A poem by Terese Coe
Letter to Virginia Woolf
My Dear Virginia—It’s been 30 years Since Volume One, The Diary, came out. Through every volume, courage trumped your fears, Yet those last notes you wrote seemed more about The war to me—that victory was in doubt. The press went wild with worry and conjecture The day you vanished, missing Maynard’s lecture.
Impertinent, perhaps you’ll say, and now The point is moot as well, some sixty-two Years late. Instead then, let me tell you how I lived your Letters in a rendezvous As intimate as pen and ink can brew. Six volumes? Not enough. I had to learn Ordeals give birth to wit, and still return.
And if I write to you to say how much Your legacy is a triumph over odds, I hope you won’t assume I need a crutch, Or seek your intercession with the gods— Favors meant for shy Scheherazades. Writing’s not a pastime for the weak, And we have seen the havoc love can wreak.
I’ll bring you up to date—perhaps you know The Nazis fell in 1945. It’s just as well you missed the overthrow. London stood the Blitz, and would revive; The Hogarth pace kept Leonard Woolf alive. The 50s mixed conformity and farce; The 60s set the whole world on its arse.
Vita turned hermetic when you died; Olivia continued bringing butter. Angelica sought solace, Bunny’s bride; Vanessa’s paint gave way to sulk and putter. Your book sales saw a spike, and then a sputter, And though he felt you needed no acquittal, Duncan Grant was moody, even brittle.
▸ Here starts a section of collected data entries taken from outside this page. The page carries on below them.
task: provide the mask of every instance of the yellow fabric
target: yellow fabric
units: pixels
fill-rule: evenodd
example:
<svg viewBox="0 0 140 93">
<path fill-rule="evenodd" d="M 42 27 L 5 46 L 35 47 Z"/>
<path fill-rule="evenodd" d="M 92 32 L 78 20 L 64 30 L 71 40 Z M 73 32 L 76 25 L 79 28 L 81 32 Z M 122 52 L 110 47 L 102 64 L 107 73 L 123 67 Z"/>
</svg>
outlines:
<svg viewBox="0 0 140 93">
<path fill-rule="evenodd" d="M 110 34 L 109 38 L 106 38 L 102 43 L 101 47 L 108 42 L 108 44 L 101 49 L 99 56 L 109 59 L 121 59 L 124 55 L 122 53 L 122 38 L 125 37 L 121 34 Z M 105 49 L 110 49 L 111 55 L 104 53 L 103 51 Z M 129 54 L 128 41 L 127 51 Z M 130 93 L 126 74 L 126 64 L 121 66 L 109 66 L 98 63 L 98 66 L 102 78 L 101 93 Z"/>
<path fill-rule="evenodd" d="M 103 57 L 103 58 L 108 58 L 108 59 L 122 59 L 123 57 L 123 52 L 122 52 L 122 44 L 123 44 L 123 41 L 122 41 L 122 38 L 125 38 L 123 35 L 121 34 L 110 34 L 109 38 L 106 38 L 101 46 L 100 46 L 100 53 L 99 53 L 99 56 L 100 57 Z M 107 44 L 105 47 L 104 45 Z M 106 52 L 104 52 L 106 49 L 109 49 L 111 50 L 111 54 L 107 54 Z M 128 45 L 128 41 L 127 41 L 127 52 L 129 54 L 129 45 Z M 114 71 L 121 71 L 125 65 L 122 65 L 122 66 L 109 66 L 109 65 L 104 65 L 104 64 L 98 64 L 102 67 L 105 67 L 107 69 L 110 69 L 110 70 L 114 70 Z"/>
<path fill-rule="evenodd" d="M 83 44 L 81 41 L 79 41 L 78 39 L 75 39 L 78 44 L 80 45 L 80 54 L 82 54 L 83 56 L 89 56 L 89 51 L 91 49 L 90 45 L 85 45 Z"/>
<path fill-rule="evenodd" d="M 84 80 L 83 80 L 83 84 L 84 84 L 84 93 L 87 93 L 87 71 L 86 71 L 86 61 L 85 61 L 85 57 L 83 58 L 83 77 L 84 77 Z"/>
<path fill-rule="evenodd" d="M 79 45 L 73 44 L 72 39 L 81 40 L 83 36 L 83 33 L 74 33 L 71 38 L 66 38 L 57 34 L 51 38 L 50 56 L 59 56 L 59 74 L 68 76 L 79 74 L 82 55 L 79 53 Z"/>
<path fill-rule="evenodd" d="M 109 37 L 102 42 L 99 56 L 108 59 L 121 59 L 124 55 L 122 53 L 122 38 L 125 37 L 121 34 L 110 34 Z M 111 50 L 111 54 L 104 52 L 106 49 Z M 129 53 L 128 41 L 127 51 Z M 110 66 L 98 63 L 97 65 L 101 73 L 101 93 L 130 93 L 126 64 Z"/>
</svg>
Lydia lamented in a dance (But this you would have guessed—I know you did), Saxon smoked and entertained a trance; Maynard did his damnedest in a bid To keep a kind of economic lid On all the West’s financial inconsistence. The Existentialists upheld existence.
The world’s become an even stranger place, Where suicidal bombings now occur As if by rote, and demonstrators mace Police-force horses in a cri de coeur. Some things don’t change: agents provocateurs, The color of the water on the Ouse, The hard way Leonard waited for the news.
But I shall visit Monk’s House by the sea, Kept for your own pilgrims and for aye, And climb the downs beyond Virginia’s tree And look out for the fin beneath the sky, And sense your habitation there, and cry, Nail your flag to the mast in a raging gale— Your work is life, but oh, the shark was frail.